En fait, tout le phénomène d'endormissement dépend d'Henri et de son équipe. Chaque soir, lorsque nos piles sont vides, ils placent nos âmes sur leur socle de chargement, pour ne nous les rendre qu'une fois chargées. C'est à ce moment que notre conscience se perd et que le sommeil devient effectif. Ainsi, on comprend bien qu'en se couchant avec une batterie encore chargée, personne ne viendra s'en charger pour la mettre sur son socle, et il sera impossible de s'endormir. De même, avec des piles minuscules, on pourra constamment croire qu'elles sont déchargées, étant donné leur contenance, et vous pourrez dormir sans arrêt sans problème. Un insomniaque est seulement une personne que l'équipe d'Henri n'a pas sur ses registres, suite à une erreur de logistique, et que personne ne viendra déconnecter pour mettre en charge. Les rêves, quant à eux, ne sont rien d'autre qu'une activité résiduelle de votre cerveau lorsqu'il est déconnecté de son corps et de son âme.
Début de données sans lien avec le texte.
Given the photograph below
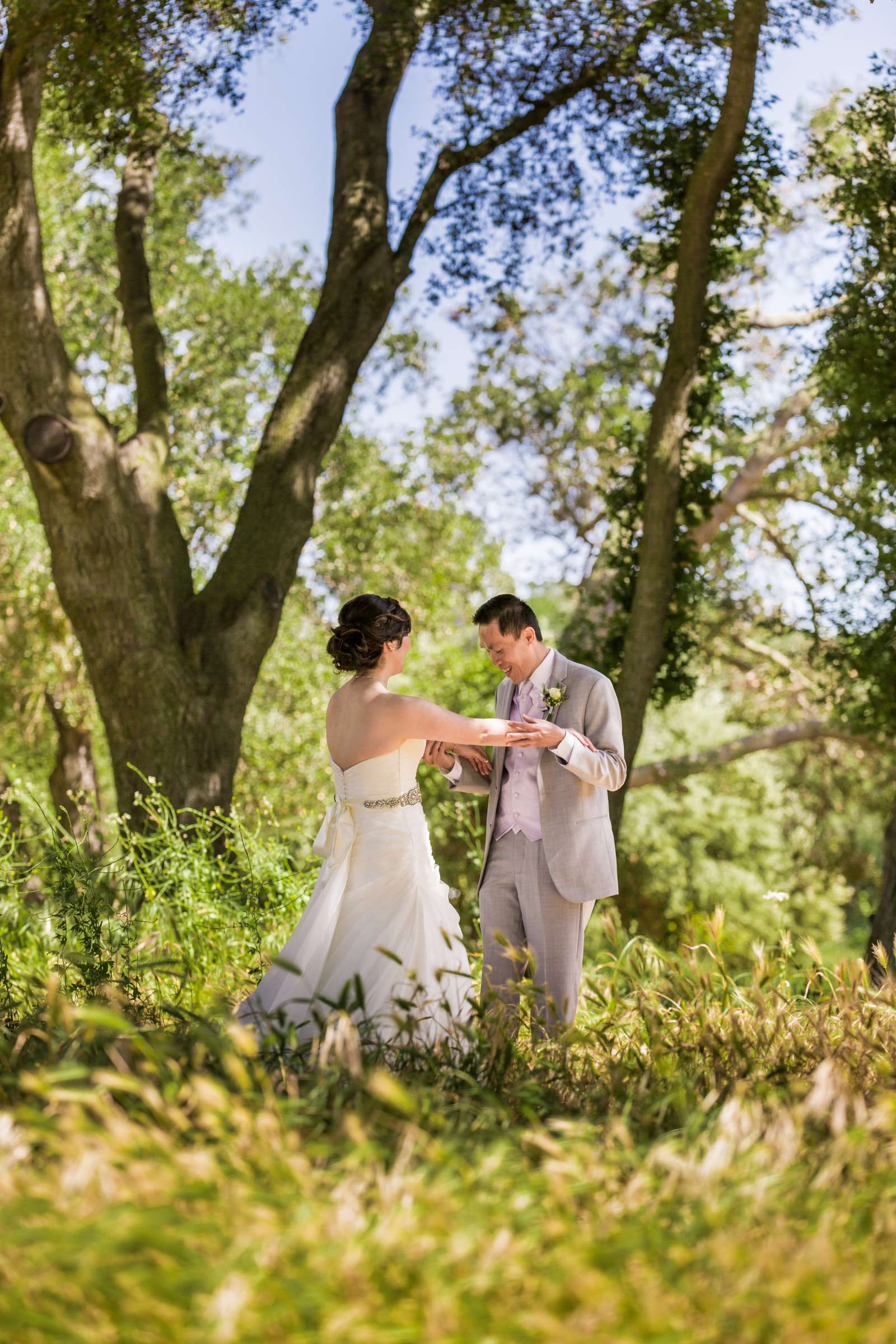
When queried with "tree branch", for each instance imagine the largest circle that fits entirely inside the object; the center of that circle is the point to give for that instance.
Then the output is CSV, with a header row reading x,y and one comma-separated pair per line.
x,y
766,740
766,651
774,321
783,550
452,159
135,292
769,449
363,277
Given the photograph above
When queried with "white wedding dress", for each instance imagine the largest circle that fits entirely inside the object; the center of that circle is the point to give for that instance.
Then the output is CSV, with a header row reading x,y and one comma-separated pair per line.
x,y
379,920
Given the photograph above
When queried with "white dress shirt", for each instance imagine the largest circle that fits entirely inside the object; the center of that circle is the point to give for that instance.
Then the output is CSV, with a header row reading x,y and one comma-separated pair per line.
x,y
519,807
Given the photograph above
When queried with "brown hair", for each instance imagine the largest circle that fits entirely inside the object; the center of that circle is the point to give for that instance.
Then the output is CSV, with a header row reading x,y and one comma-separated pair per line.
x,y
512,615
365,626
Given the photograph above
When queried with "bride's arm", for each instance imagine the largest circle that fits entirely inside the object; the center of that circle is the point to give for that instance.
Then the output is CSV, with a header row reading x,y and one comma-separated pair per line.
x,y
423,720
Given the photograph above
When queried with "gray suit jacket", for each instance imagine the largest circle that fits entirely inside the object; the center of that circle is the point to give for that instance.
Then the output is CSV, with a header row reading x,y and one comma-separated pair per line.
x,y
575,823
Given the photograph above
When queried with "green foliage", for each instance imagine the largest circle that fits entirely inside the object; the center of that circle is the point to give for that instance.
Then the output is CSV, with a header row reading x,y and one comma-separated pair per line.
x,y
115,68
794,823
700,1133
851,153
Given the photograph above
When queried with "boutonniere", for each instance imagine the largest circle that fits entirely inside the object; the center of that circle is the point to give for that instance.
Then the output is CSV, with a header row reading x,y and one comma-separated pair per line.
x,y
553,698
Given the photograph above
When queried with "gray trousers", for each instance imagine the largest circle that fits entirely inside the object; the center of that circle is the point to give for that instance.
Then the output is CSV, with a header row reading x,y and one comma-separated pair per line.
x,y
528,929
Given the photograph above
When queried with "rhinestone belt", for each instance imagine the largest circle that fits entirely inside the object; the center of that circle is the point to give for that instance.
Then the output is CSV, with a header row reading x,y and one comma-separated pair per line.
x,y
405,800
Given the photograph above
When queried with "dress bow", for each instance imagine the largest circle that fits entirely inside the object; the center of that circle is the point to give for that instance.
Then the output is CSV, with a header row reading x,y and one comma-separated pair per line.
x,y
336,834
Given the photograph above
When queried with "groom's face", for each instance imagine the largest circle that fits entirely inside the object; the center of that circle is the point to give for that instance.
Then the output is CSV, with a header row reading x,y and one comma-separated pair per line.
x,y
515,656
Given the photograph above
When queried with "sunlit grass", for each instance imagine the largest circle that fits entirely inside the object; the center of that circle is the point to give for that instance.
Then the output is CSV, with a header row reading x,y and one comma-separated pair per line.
x,y
708,1156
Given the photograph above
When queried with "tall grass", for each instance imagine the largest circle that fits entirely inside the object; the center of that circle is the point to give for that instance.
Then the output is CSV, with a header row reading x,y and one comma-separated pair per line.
x,y
707,1156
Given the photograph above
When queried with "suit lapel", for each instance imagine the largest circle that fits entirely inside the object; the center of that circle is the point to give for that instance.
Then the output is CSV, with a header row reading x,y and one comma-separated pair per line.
x,y
558,674
561,674
503,710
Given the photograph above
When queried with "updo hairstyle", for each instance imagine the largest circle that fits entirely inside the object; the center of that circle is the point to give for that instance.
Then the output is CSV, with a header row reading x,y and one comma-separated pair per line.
x,y
366,624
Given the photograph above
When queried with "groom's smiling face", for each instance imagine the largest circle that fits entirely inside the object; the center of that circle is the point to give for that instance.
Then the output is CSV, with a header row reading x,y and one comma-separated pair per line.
x,y
515,656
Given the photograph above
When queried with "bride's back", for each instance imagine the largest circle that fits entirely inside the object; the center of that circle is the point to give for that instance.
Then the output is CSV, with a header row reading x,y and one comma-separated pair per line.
x,y
359,727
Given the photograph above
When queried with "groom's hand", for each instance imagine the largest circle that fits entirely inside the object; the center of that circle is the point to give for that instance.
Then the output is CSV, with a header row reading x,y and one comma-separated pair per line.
x,y
438,754
539,733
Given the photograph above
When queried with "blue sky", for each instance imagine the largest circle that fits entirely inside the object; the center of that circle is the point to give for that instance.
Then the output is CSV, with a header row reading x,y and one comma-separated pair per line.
x,y
287,123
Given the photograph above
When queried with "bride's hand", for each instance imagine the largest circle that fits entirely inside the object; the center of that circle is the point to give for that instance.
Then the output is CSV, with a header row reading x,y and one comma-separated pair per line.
x,y
442,756
477,758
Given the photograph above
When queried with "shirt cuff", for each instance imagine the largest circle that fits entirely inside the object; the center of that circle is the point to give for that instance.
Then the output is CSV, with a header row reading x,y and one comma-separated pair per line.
x,y
563,750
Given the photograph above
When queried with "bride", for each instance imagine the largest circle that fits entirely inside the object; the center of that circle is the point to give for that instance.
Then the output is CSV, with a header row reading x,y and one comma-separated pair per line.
x,y
379,936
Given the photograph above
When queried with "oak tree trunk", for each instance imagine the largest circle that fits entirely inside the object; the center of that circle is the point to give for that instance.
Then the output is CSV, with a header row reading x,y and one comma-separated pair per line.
x,y
655,586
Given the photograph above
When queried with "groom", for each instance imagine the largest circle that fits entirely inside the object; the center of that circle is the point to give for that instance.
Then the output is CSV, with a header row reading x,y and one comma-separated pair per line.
x,y
548,843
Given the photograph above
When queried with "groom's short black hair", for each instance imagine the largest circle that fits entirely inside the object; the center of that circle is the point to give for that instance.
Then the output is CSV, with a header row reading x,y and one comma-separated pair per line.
x,y
512,615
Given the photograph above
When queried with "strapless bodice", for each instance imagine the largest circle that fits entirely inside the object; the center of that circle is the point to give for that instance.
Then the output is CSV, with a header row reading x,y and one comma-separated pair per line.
x,y
381,777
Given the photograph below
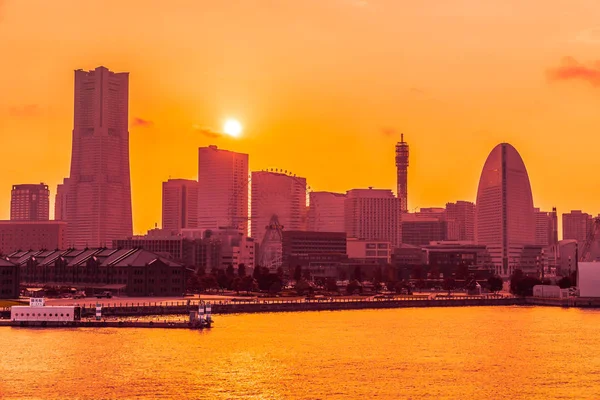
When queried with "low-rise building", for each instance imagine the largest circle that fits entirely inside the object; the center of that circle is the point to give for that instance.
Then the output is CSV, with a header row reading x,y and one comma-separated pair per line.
x,y
135,272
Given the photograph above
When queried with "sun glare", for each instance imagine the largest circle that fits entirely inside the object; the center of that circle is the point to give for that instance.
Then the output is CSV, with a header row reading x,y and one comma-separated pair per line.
x,y
232,128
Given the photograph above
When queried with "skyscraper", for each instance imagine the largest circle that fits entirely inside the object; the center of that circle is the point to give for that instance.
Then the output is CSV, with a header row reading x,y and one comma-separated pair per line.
x,y
545,227
30,203
461,221
577,225
180,205
373,214
505,219
222,189
99,190
280,195
326,212
402,172
60,200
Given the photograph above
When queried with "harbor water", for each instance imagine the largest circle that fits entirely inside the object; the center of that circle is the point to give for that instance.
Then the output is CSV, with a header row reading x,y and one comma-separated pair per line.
x,y
413,353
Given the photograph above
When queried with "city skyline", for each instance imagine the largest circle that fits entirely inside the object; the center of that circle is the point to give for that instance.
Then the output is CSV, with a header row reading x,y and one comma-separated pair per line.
x,y
450,126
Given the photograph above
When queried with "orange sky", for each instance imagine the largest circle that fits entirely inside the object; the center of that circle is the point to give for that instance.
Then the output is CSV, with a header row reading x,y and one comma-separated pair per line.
x,y
317,84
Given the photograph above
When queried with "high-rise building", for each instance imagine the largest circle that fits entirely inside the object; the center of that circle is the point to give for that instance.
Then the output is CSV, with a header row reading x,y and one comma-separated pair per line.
x,y
222,189
545,227
277,195
60,200
505,219
577,225
30,203
180,205
420,229
99,189
373,214
326,212
402,172
460,217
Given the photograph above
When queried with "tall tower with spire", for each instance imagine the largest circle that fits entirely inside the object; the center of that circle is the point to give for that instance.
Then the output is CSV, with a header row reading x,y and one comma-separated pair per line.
x,y
402,172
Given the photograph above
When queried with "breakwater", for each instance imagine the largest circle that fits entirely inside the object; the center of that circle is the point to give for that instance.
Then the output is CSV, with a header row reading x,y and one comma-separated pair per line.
x,y
244,307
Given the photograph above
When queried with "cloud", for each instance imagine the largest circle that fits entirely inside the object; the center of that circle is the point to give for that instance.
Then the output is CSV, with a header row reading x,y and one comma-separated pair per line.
x,y
571,69
144,123
388,132
27,110
589,36
211,133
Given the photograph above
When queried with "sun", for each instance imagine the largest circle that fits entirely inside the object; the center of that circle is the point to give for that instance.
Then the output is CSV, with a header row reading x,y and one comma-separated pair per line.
x,y
232,128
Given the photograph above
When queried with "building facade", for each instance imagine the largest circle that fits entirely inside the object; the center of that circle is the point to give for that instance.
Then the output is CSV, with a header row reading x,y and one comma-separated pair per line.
x,y
420,229
402,153
9,279
32,235
98,204
326,212
505,218
277,195
373,214
306,248
577,225
30,203
179,205
546,229
222,189
460,218
135,272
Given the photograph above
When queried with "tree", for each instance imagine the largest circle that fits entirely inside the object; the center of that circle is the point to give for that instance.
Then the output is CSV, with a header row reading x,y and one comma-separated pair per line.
x,y
449,284
353,287
193,283
208,282
331,285
496,283
229,271
222,280
248,284
242,270
358,273
275,287
565,282
256,272
236,284
298,273
521,285
302,287
306,274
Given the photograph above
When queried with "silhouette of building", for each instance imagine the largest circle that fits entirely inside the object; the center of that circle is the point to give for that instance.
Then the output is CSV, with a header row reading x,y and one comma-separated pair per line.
x,y
60,200
402,172
326,212
373,214
577,225
135,272
419,229
32,235
545,228
98,202
460,218
30,203
505,219
281,195
9,279
222,189
307,248
179,204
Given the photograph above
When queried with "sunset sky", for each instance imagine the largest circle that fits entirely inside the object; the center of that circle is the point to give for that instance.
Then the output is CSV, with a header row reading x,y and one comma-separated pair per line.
x,y
323,88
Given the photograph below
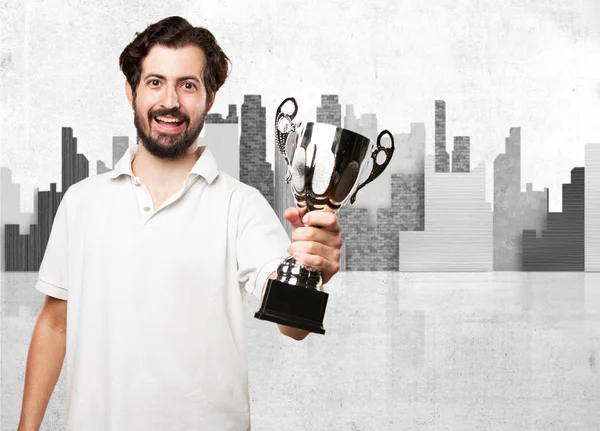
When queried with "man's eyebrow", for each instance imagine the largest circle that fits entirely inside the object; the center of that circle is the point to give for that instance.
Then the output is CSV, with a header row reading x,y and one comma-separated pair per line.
x,y
164,78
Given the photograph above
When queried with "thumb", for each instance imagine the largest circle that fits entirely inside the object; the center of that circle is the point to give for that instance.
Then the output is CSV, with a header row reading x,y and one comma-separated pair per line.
x,y
294,216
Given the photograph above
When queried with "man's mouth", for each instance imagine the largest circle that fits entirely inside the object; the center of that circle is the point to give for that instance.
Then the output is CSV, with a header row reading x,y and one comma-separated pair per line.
x,y
169,123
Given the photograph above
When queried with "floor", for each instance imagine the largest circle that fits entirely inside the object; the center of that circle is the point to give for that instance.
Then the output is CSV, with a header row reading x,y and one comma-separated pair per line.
x,y
403,351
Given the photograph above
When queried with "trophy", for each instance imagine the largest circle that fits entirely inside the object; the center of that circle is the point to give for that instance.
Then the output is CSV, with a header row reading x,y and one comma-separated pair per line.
x,y
326,166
Enfin, il faut savoir qu'une seule pile peut être chargée à la fois, c'est ainsi que nous sommes conçus. De plus, la charge est effectuée aléatoirement et change de canal régulièrement. Alors, lorsqu'une batterie est particulièrement déchargée par rapport aux autres, il est possible qu'elle ne reçoive pas une charge complète. C'est pour cette raison que même en étant pafaitement habitué à une activité comme son propre travail, il est possible de n'avoir vraiment pas envie d'y aller. Et d'avoir envie de tout sauf de ça. Si votre système est correctement régulé, c'est même normal. Vos piles sont toutes pleines à craquer sauf une parce que vous la videz tous les jours, et vous avez
donc envie de tout, sauf ça. De même il faut savoir que rester en charge trop longtemps est nuisible. En effet, lorsqu'une batterie est pleine et qu'elle reçoit encore de l'énergie, alors sa capacité va diminuer, très lentement, mais très certainement. Et sa productivité en sera également beaucoup diminuée. C'est ainsi qu'en se levant tard, on a parfois envie de rien sauf de se remettre en charge. Les batteries ne fonctionnent plus correctement, et au lieu de les vider on aura plutôt tendance à vouloir les remplir, bien qu'elles soient déjà pleines. C'est un "défaut" du système qui s'évertue en réalité à sanctionner les trop gros consommateurs d'énergie.
Henri a tout prévu, il n'est même pas drôle.